Выполнение данной задачи было поручено Серебрянскому, который приказал создать для похищения архива специальную группу «Генри». Потом его агентами была арендована квартира непосредственно над помещениями института, из которой за его сотрудниками велось постоянное наблюдение. Затем согласно инструкциям Серебрянского Зборовскому, работавшему в то время инженером на телефонной станции, было приказано вывести из строя телефонную линию института с тем, чтобы получить возможность узнать точное местонахождение документов Троцкого и обследовать дверные замки. Но когда из института поступило сообщение о неисправности телефонной линии, для исправления неполадок направили не Зборовского, а другого монтера. Зборовскому пришлось снова вывести из строя телефон института, и на этот раз для проведения ремонта послали именно его. Когда же он выходил из здания, устранив неисправность и внимательно изучив все помещения и дверные замки, директор института, известный меньшевик и эмигрант Борис Николаевский, которого в Москве называли «врагом народа», дал ему «на чай» 5 франков.

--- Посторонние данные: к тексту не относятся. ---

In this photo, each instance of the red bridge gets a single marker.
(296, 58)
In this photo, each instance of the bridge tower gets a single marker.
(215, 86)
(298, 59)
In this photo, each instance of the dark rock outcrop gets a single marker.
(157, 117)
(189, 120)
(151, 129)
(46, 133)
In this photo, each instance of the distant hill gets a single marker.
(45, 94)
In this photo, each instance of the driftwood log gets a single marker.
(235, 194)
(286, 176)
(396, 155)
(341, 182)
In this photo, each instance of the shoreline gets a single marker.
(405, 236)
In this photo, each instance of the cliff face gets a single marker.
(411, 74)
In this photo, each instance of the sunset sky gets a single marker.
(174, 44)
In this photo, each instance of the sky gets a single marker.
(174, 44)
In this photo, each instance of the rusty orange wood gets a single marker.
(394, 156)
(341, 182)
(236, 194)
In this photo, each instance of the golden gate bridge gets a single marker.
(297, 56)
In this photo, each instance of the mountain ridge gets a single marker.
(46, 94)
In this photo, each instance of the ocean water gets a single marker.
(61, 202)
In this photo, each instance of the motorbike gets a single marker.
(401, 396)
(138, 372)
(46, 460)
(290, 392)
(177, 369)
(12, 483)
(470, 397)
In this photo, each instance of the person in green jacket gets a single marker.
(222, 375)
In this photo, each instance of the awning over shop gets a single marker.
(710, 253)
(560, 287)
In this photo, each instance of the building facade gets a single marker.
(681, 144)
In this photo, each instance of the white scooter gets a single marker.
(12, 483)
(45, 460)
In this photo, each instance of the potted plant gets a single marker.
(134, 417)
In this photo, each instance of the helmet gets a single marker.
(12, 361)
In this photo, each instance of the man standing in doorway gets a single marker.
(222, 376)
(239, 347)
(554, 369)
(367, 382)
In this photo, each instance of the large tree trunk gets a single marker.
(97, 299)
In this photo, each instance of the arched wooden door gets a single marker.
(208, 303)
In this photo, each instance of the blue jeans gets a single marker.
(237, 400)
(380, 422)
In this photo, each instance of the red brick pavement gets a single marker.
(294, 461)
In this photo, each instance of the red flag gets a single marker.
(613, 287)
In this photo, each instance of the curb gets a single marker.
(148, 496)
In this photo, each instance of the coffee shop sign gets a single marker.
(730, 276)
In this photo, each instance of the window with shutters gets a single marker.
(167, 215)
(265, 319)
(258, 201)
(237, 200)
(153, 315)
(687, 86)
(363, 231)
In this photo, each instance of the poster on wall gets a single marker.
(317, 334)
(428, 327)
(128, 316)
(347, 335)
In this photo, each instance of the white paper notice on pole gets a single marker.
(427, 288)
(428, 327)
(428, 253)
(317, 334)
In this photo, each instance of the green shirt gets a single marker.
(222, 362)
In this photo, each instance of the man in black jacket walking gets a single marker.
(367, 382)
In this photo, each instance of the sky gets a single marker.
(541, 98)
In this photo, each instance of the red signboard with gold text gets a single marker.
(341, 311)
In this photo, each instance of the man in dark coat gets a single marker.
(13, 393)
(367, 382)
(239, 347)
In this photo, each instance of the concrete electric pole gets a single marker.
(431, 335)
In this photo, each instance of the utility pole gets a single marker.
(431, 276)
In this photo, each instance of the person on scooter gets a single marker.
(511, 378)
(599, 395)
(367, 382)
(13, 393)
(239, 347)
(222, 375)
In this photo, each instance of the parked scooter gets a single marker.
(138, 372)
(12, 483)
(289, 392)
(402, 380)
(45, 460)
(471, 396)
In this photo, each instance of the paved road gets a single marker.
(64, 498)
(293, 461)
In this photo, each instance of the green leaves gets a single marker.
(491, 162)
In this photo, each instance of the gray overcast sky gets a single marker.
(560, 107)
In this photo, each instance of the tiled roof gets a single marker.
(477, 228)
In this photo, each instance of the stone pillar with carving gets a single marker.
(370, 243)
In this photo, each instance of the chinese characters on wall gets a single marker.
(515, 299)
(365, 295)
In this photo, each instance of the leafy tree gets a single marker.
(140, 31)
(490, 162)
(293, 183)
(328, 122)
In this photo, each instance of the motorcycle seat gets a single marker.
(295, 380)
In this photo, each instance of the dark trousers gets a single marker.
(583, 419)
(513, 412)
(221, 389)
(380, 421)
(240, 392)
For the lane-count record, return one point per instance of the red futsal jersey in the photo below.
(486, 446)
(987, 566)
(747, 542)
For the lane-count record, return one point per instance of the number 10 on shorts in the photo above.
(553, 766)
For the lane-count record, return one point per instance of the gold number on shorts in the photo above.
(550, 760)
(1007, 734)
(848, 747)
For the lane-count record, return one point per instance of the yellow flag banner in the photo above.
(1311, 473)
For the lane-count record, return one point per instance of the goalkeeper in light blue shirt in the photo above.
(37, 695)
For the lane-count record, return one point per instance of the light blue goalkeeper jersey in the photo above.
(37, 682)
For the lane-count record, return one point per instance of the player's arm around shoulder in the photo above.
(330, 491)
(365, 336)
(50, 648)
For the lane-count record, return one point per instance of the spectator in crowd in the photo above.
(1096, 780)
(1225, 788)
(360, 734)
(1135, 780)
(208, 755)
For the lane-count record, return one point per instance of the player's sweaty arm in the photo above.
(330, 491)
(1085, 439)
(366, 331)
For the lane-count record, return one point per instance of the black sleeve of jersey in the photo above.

В 2 часа ночи 7 ноября 1936 года члены группы «Генри» приступили к завершению операции. При этом важная роль отводилась агенту англичанину Моррисону («Гарри»), имевшему прочные связи в седьмом округе управления полиции Парижа. Поскольку к этому времени не удалось подобрать ключи к дверным замкам, было решено взломать их при помощи электродрели, подключенной к генератору, помещенному в деревянный ящик, набитый опилками и ватой. Операция прошла успешно — взломщики незаметно проникли в институт и также покинули его с бумагами Троцкого. Однако как Седов, так и французская полиция сразу стали подозревать в случившемся советские спецслужбы, поскольку кража была совершена очень профессионально, а также не были тронуты деньги и ценности, принадлежащие институту.

Здесь необходимо добавить, что охота за архивами Троцкого шла постоянно. Так, упомянутый выше Афанасьев с конца 1936 по начало 1938 года провел во Франции ряд операций, в результате которых были похищены старый и новый архивы Седова, архив Международного секретариата, занимавшегося созданием IV Интернационала, а позднее и новый архив этого секретариата.

После всех этих похищений огромное количество рукописей, статей и писем общим весом около 80 кг были тайно доставлены в Москву Историк Д. Волкогонов в своей книге «Троцкий» пишет, что в почте, которую ежедневно доставлял вождю А.Н. Поскребышев, не раз встречались доклады такого рода:

«Совершенно секретно.

Секретарю ЦК ВКП(б) — тов. Сталину.

Направляю Вам 103 письма, изъятые из архива Троцкого в Париже.

Письма содержат переписку Троцкого с американским троцкистом Истменом и его женой Еленой Васильевной Крыленко за 1929–1933 гг.

Народный комиссар внутренних дел Союза ССР

Ежов»[209].

Кроме бумаг из архивов Троцкого и Седова на стол Сталина практически ежедневно ложились донесения о деятельности троцкистов по организации IV Интернационала, которой непосредственно занимался Седов. Деятельность эта, безусловно, вызывала у Сталина определенное беспокойство. Но трудно представить себе, какие чувства охватили его, когда ему на стол легло следующее донесение Зборовского от 11 февраля 1937 года:

«С 1936 года „Сынок“ не вел со мной разговоров о терроре. Лишь недели две-три тому назад, после собрания группы, „Сынок“, снова заговорил на эту тему. В первый раз он только теоретически старался доказать, что терроризм не противоречит марксизму. „Марксизм, — по словам „Сынка“, — отрицает терроризм постольку, поскольку условия классовой борьбы не благоприятствуют терроризму, но бывают такие положения, в которых терроризм необходим“. В следующий раз „Сынок“ заговорил о терроризме, когда я пришел к нему на квартиру работать. Во время читки газет „Сынок“ сказал, что так как весь режим в СССР держится на Сталине, то достаточно убить Сталина, чтобы все развалилось. Он неоднократно возвращался и подчеркивал необходимость убийства Сталина.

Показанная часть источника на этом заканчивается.